The SpeakRight Framework: May 2007

What is SpeakRight?

SpeakRight is an open-source Java framework for writing speech recognition applications in VoiceXML.Unlike most proprietary speech-app tools, SpeakRight is code-based. Applications are written in Java using SpeakRight's extensible classes. Java IDEs such as Eclipse provide great debugging, fast Java-aware editing, and refactoring. Dynamic generation of VoiceXML is done using the popular StringTemplate templating framework. Read more...

See Getting Started, Tutorial, and Table of Contents

Thursday, May 24, 2007

List of Flow Objects

Flow objects are the building blocks of SpeakRight applications. Here is the list of available objects:

BranchFlow Performs branching in the callflow based on an application-defined condition
ChoiceFlow Branches based on user input, such as in a menu
DisconnectFlow Hangs up the call
FlowList a sequence of flow objects, optionally ending with an AppEvent
GotoUrlFlow Redirects to an external URL
LoopFlow Iterates over a sequence of sub-flows
NBestConfirmerFlow confirms NBest results
PromptFlow Plays one or more prompts
QuestionFlow Asks the user a question. Has built-in error retries for silence and nomatch.
RawContentFlow Ouput raw VoiceXML
RecordAudioFlow record the caller's voice to an audio file.
SRApp The root flow object
TransferFlow Transfer the call
YesNoConfirmerFlow used to confirm a single result

Additional flow objects can be created by implementing the IFlow interface.

There are also SROs (SpeakRight Reusable Objects) which you can use.

Call Control

The focus of SpeakRight is to be a framework for voice user interfaces. As such, it's support for call control is fairly limited. Consider using CCXML for applications with heavy use of call control. Or the RawContentFlow to generate platform-specific transfer and conferencing features.

SpeakRight catches the disconnect event (usually connection.disconnect) in order to do a final postback. This results in the DISCONNECT event being thrown and onDisconnect being invoked. SRApp provides a default handler for this.

There are a number of call control flow objects.

DisconnectFlow
This flow object plays a final prompt and hangs up.

SROTransferCall
This flow object transfers the call using one of the VoiceXML 2.1 transfer types: Blind, Bridged, or Consultation. The specified destination parameter is a string, such as

"tel:+2560001112222"

The format of the dial string is often platform specific.

TransferFlow has two prompts. An initial prompt called main is played before the transfer is initiated. A transferFailed prompt is played if the transfer fails to complete. Both these prompts can be overriden in an app-specific prompt XML file.

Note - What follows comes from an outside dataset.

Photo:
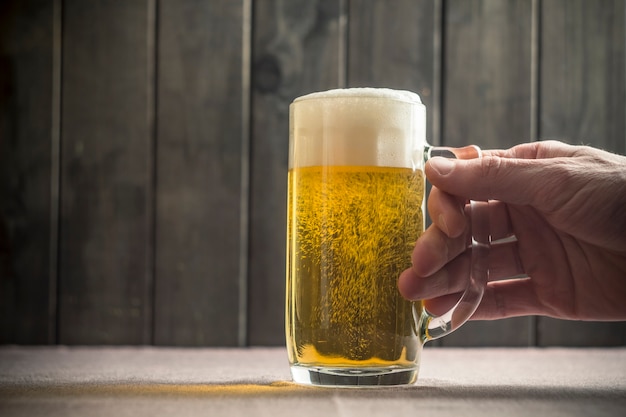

If the transfer fails because, for example, the destination is busy, then onTransferFailed is invoked. It plays the transferFailed prompt. Or you can override onTransferFailed and provide your own behaviour.

TransferFlow
This flow object is a low-level object. We recommend the use of SROTransferCall instead.

RawContentFlow
This flow object is an escape hatch. The application can supply any VoiceXML it likes. RawContentFlow may be useful for invoking platform-specific call control features.

Thursday, May 17, 2007

Optional Sub-Flow Objects

It's common in a speech application for some sections of the callflow to be optional. if the user is a preferred customer do X. Or if the app has forceLogin enabled then do Y.

Applications can simply create or not create certain flow objects based on the required logic. However, an alternative solution is provided called optional sub-flows. The BasicFlow and LoopFlow classes have been enhanced. The flow objects they contain (called sub-flows) can indicate that they don't wish to run by returning false from shouldExecute. When this occurs, the sub-flow is skipped and the next sub-flow is executed.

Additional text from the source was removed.